The official history of the Manhattan Project era, The New World, 1939–1946 by Richard Hewlett and Oscar Anderson (Penn State University Press, 1962), provides institutional context but gives scant attention to the thorium cycle. Richard Rhodes’s The Making of the Atomic Bomb (Simon & Schuster, 1986) — the definitive narrative account of the same period — likewise gives thorium minimal treatment. The story told here, grounded in Seaborg’s primary sources, is a story those accounts did not tell.

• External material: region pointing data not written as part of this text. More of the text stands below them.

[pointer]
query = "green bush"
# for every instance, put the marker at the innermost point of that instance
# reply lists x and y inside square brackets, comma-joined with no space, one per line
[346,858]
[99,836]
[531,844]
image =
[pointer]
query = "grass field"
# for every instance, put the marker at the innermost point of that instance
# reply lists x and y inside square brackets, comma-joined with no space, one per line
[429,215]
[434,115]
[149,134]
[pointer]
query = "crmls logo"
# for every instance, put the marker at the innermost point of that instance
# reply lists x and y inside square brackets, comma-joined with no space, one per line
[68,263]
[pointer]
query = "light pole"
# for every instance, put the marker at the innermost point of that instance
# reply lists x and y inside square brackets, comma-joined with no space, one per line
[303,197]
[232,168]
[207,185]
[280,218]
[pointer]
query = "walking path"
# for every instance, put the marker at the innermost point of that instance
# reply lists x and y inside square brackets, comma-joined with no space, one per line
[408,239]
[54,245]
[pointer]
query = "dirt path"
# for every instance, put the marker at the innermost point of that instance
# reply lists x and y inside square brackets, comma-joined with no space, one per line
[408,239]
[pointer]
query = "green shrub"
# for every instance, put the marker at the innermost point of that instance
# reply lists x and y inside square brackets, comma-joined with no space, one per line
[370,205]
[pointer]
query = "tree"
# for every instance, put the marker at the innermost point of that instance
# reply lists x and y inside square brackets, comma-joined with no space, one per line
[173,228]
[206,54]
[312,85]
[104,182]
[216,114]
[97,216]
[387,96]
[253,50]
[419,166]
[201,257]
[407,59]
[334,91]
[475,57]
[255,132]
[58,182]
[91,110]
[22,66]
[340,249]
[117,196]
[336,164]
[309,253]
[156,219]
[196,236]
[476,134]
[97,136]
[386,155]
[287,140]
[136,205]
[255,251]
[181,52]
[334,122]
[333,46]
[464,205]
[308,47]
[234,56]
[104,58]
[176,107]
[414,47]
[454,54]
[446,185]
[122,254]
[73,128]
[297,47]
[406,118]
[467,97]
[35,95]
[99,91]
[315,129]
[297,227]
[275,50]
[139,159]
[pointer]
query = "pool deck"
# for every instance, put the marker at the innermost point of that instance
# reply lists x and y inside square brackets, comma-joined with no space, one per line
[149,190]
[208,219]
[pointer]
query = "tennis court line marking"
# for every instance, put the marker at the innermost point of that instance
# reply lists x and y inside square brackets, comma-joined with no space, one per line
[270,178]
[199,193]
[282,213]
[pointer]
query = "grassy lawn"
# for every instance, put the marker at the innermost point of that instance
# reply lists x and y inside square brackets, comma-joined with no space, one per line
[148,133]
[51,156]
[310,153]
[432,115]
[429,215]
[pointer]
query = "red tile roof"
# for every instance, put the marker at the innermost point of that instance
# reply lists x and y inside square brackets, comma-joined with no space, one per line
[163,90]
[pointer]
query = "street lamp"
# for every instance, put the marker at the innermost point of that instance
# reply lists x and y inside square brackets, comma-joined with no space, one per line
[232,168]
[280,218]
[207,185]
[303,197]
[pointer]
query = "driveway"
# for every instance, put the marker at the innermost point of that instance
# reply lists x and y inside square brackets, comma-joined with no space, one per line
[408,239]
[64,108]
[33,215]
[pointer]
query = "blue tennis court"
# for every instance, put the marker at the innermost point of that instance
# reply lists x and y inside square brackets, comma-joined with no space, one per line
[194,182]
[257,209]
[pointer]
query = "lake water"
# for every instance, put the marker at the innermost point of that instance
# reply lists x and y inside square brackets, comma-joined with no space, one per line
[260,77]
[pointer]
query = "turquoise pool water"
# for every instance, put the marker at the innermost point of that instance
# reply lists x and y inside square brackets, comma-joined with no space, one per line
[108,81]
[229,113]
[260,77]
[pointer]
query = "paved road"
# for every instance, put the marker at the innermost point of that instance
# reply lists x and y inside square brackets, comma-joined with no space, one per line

The account of Rickover’s year at Oak Ridge (1946-1947) draws from Francis Duncan and Richard Hewlett, Nuclear Navy, 1946-1962 (University of Chicago Press, 1974), Chapter 2 (“The Idea and the Challenge”), particularly the sections “The Oak Ridge Assignment,” “The Navy Team,” “A Call for Action,” and “Reconstruction.” Duncan’s account, based on Navy reactor records and interviews with Rickover and surviving members of the original Navy group, provides the detailed chronology of the Navy group’s arrival in June 1946, the composition of the original team (Dunford, Libbey, Roddis, Dick, and the three civilians Amorosi, Emerson, and Blizard), Rickover’s systematic study method, and the summer 1947 tour of AEC installations that ended with Rickover’s August 20, 1947 memorandum to Admiral Mills. The conversation between Rickover and Harold Etherington in the fall of 1947, in which Rickover persuaded the Clinton reactor division to shift from the Daniels gas-cooled reactor toward pressurized water based on Alvin Weinberg’s April 1946 paper (AEC document Mon P-93), is also from Hewlett and Duncan. This detail is consequential: the pressurized-water reactor that Rickover eventually built for the Mark I prototype in Idaho and the USS Nautilus drew, for its core concept, on a paper Weinberg had written as one of several alternatives before he committed himself to the fluid-fueled thorium breeder.